Ditempat lain.
lebih tepatnya di istana kekaisaran Tang, saat ini Li Feng membersihkan diri dan menutup mata untuk menyerap energi alam, namun tiba tiba dia membuka mata karena merasa gelisah, entah apa penyebabnya, dia sendiri juga tidak tahu.
lalu Li Feng turun dari tempat tidur dan keluar kamar untuk menenangkan dirinya dari rasa gelisah yang dirasakan, setelah keluar dari kamar, Li Feng berencana untuk jalan jalan agar pikiran nya kembali tenang, tapi bukannya tenang, Li Feng semakin gelisah meski sudah berada di luar istana.
hal itu membuat Li Feng semakin heran dan juga bingung, karena jika dia merasa gelisah seperti itu, maka sesuatu buruk akan terjadi, tapi saat ini Li Feng bingung hal buruk apa, apalagi di kekaisaran Ming sudah tidak ada yang mengganggu, itulah yang ada dipikiran Li Feng.
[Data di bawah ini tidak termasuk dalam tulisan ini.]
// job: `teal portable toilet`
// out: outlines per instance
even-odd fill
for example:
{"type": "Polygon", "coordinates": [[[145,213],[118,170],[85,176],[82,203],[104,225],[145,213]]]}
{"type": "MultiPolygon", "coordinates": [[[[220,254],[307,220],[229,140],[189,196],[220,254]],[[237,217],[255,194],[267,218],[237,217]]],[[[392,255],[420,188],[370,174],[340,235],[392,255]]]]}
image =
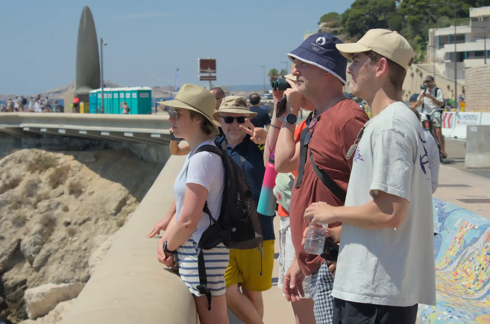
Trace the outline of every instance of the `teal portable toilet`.
{"type": "Polygon", "coordinates": [[[90,114],[95,114],[97,107],[97,89],[95,89],[89,93],[89,112],[90,114]]]}
{"type": "Polygon", "coordinates": [[[99,114],[100,112],[100,109],[102,107],[102,93],[101,89],[97,89],[97,103],[96,105],[96,110],[94,112],[96,114],[99,114]]]}
{"type": "Polygon", "coordinates": [[[129,88],[129,92],[131,93],[131,102],[128,102],[131,110],[129,111],[130,115],[138,114],[138,94],[139,88],[132,87],[129,88]]]}
{"type": "Polygon", "coordinates": [[[137,90],[138,112],[139,115],[151,114],[151,88],[142,87],[137,90]]]}
{"type": "Polygon", "coordinates": [[[120,88],[112,88],[112,113],[120,114],[119,112],[119,89],[120,88]]]}
{"type": "Polygon", "coordinates": [[[125,90],[125,88],[119,88],[119,113],[122,114],[122,108],[121,108],[121,105],[122,104],[122,102],[125,101],[125,95],[126,91],[125,90]]]}
{"type": "Polygon", "coordinates": [[[112,93],[111,88],[104,88],[104,114],[112,113],[112,93]]]}
{"type": "MultiPolygon", "coordinates": [[[[131,106],[131,89],[130,88],[124,88],[124,101],[126,102],[127,105],[129,106],[129,108],[131,110],[133,110],[133,107],[131,106]]],[[[129,111],[129,114],[132,114],[131,111],[129,111]]]]}

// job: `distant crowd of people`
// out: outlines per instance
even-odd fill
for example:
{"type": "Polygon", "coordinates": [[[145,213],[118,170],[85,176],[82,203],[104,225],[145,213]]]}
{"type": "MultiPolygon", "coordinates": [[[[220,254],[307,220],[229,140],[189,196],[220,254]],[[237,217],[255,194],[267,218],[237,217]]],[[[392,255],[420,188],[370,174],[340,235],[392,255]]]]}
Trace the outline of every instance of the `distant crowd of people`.
{"type": "Polygon", "coordinates": [[[47,96],[44,99],[41,94],[35,98],[24,98],[23,95],[16,96],[14,100],[8,98],[4,104],[0,104],[1,113],[58,113],[63,111],[63,106],[58,104],[58,99],[52,102],[47,96]]]}

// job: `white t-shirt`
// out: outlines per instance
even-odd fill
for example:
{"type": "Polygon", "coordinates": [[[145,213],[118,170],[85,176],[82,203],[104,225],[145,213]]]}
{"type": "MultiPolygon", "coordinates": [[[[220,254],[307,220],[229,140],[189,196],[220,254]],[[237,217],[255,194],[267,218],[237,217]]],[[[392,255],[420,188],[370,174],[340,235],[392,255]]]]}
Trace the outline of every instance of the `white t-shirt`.
{"type": "MultiPolygon", "coordinates": [[[[201,143],[197,148],[204,145],[216,146],[211,140],[201,143]]],[[[173,195],[175,199],[175,222],[180,216],[184,198],[185,196],[187,184],[197,184],[208,190],[206,201],[211,215],[218,219],[221,210],[221,203],[223,200],[223,189],[224,187],[224,168],[221,158],[214,153],[200,152],[193,155],[191,152],[187,156],[173,185],[173,195]]],[[[191,238],[199,243],[201,235],[210,225],[209,216],[204,212],[191,238]]]]}
{"type": "MultiPolygon", "coordinates": [[[[427,91],[428,92],[428,89],[427,91]]],[[[422,102],[422,106],[420,108],[420,112],[421,113],[426,113],[427,114],[430,114],[432,112],[432,111],[434,109],[440,109],[441,107],[436,104],[436,103],[432,100],[432,99],[428,98],[427,97],[424,97],[422,96],[424,93],[426,91],[424,90],[420,93],[420,94],[418,95],[418,99],[420,100],[422,102]]],[[[437,91],[437,93],[436,93],[436,87],[434,87],[432,88],[432,91],[430,92],[430,94],[434,98],[437,99],[440,101],[444,101],[444,94],[442,93],[442,91],[441,89],[438,89],[437,91]]],[[[440,113],[434,113],[434,115],[435,117],[441,117],[440,113]]],[[[424,116],[422,116],[423,117],[424,116]]]]}
{"type": "Polygon", "coordinates": [[[398,102],[366,126],[352,158],[345,206],[362,206],[382,190],[408,200],[408,211],[396,229],[342,225],[332,296],[378,305],[435,305],[434,221],[424,132],[412,111],[398,102]]]}
{"type": "MultiPolygon", "coordinates": [[[[425,141],[427,146],[427,155],[429,158],[429,168],[430,169],[431,182],[432,185],[432,193],[436,192],[439,186],[439,165],[441,160],[439,158],[439,148],[437,147],[437,142],[429,131],[424,130],[425,135],[425,141]]],[[[426,158],[424,157],[424,159],[426,158]]],[[[426,160],[425,160],[426,161],[426,160]]]]}

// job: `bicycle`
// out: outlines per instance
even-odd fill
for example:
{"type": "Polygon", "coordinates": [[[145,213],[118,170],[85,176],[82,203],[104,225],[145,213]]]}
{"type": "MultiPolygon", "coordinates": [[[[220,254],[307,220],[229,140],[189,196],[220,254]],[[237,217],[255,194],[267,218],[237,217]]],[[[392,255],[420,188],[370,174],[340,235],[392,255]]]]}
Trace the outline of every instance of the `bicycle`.
{"type": "MultiPolygon", "coordinates": [[[[442,114],[444,111],[444,110],[443,109],[434,109],[430,114],[426,114],[424,113],[420,113],[421,116],[424,116],[426,118],[420,120],[420,122],[422,123],[422,127],[426,130],[429,131],[429,132],[430,133],[431,135],[432,135],[432,137],[433,137],[434,139],[436,140],[436,142],[437,143],[437,148],[439,149],[439,161],[441,161],[441,163],[444,160],[444,156],[442,155],[442,152],[441,150],[441,143],[439,142],[439,139],[436,135],[436,131],[435,130],[435,127],[434,127],[434,122],[432,121],[432,118],[431,116],[433,115],[435,113],[438,112],[442,114]]],[[[442,115],[441,116],[442,116],[442,115]]]]}

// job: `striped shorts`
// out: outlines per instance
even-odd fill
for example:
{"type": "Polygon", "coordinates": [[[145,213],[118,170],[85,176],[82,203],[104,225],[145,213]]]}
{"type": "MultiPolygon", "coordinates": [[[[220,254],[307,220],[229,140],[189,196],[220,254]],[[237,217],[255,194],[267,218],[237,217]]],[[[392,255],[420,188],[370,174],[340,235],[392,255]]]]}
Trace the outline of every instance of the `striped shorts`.
{"type": "MultiPolygon", "coordinates": [[[[176,263],[180,278],[187,286],[191,293],[196,296],[204,296],[199,293],[199,271],[197,268],[197,243],[190,239],[177,249],[176,263]]],[[[211,250],[203,250],[208,289],[211,296],[224,295],[226,289],[224,273],[228,267],[230,251],[222,243],[211,250]]]]}

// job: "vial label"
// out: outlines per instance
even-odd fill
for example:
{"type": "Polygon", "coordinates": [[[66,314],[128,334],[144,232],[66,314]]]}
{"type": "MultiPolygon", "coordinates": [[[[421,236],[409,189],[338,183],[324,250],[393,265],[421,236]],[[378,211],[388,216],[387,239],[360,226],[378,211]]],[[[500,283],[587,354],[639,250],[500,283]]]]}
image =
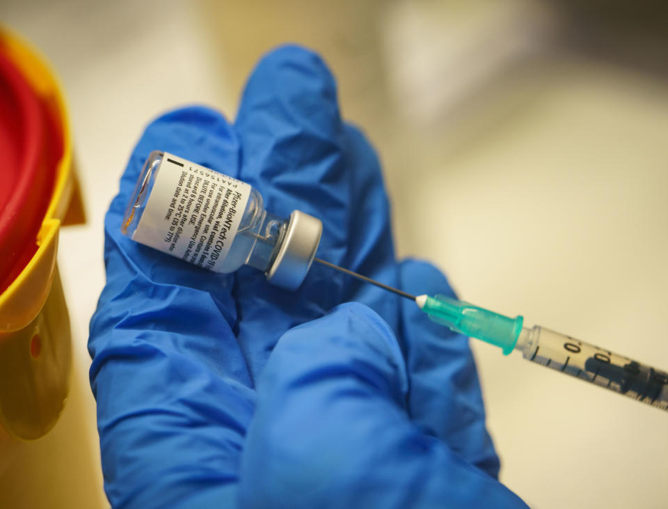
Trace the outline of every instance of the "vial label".
{"type": "Polygon", "coordinates": [[[165,152],[132,240],[216,271],[237,235],[250,189],[165,152]]]}

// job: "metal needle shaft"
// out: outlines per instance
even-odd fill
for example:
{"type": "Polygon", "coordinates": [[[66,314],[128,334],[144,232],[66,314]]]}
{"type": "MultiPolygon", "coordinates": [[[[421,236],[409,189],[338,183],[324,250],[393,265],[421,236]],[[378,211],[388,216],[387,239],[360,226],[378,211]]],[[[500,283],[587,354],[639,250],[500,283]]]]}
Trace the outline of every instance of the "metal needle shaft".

mengabaikan rasa gelisah nya, Li Feng terus berjalan didalam ibukota, dia berjalan tanpa arah, karena tujuannya hanyalah untuk menenangkan hatinya, menjelang sore, Li Feng berada di alun alun kota dan ingin kembali ke istana, tapi sebuah suara menghentikannya.
"jadi kamu disini rupanya," ucap sebuah suara mengagetkan Li Feng dari lamunannya.
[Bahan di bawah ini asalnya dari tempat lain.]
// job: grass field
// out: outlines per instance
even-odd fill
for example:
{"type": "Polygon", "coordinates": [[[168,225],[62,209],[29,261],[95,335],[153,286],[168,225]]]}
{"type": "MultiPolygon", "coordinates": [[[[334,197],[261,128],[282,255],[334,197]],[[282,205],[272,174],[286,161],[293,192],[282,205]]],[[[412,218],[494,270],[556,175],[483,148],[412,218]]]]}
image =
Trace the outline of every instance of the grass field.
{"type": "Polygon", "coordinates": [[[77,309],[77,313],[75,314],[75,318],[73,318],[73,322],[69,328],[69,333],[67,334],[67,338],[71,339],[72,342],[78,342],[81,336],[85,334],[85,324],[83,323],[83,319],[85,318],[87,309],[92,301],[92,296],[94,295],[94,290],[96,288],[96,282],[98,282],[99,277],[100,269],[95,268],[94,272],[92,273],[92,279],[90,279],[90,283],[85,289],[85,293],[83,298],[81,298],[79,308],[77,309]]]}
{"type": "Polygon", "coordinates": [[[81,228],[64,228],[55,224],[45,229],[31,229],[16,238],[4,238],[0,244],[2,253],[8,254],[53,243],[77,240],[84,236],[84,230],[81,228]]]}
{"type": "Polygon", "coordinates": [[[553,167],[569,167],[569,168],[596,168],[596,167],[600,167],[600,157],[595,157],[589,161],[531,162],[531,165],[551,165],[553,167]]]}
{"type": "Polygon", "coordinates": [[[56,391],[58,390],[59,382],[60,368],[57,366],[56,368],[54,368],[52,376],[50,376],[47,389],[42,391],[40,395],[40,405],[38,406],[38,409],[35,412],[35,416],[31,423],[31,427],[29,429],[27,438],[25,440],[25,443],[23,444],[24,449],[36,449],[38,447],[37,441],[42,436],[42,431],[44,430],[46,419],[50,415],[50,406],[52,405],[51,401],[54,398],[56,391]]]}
mendengar suara itu, Li Feng menoleh ke asal suara, dapat dia lihat 2 pria sepuh yang tidak dia kenal, yang tidak lain adalah tongkat hitam dan tongkat biru, sehingga membuat Li Feng cuek saja, karena dia berpikir jika kedua pria sepuh itu bukan berbicara padanya.
disisi lain, melihat tidak ada respon apa apa dari Li Feng, tongkat biru sudah naik pitam, karena baru kali ini ada yang berani tidak menghiraukannya, apalagi seorang pemuda kemarin sore.
"Hei bocah? apa kamu tuli?" bentak tongkat biru yang sudah naik pitam.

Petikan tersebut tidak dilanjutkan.